Wurst Case

Dirk Zingler, Präsident von Union Berlin, springt mühelos von der Bratwurst zum Gendern und hält sich dabei den Spiegel eines ziemlich Gestrigen vor.
Der liebe Gott, heißt es, weiß alles, nur nicht, was in der Wurst ist. „Welch gemeißelter Spruch.
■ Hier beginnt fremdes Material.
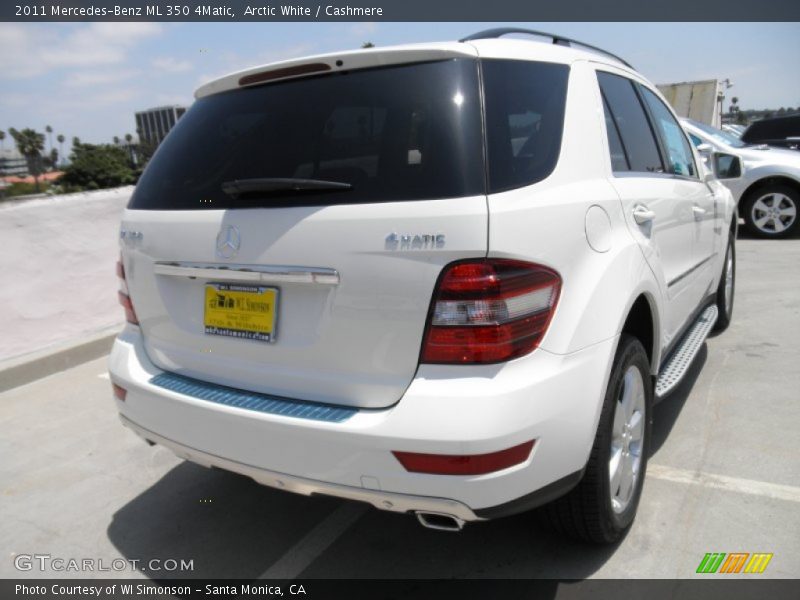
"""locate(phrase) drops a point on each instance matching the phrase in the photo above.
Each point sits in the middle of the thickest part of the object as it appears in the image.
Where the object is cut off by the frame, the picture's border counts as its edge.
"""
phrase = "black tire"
(767, 194)
(586, 512)
(725, 308)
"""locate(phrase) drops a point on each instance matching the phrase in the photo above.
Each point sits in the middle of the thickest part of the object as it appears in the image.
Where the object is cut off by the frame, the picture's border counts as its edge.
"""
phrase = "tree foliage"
(30, 144)
(97, 166)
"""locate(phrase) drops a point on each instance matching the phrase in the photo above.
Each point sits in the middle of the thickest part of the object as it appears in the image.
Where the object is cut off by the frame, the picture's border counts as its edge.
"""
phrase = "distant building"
(154, 124)
(12, 163)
Da bleibt eigentlich nur Resignation“, folgerte der Satiriker Wiglaf Droste in seinem Wurst-Standardwerk „Wurst“. Auch der Präsident des Fußball-Bundesligisten Union Berlin, Dirk Zingler, der mitunter den Verdacht provoziert, es handele sich bei ihm um eine außer Kontrolle geratene Satire-Performance, hat sich neulich zum Thema Wurst ausgelassen, und das klang ein bisschen gestrig, um nicht zu sagen: wurstig.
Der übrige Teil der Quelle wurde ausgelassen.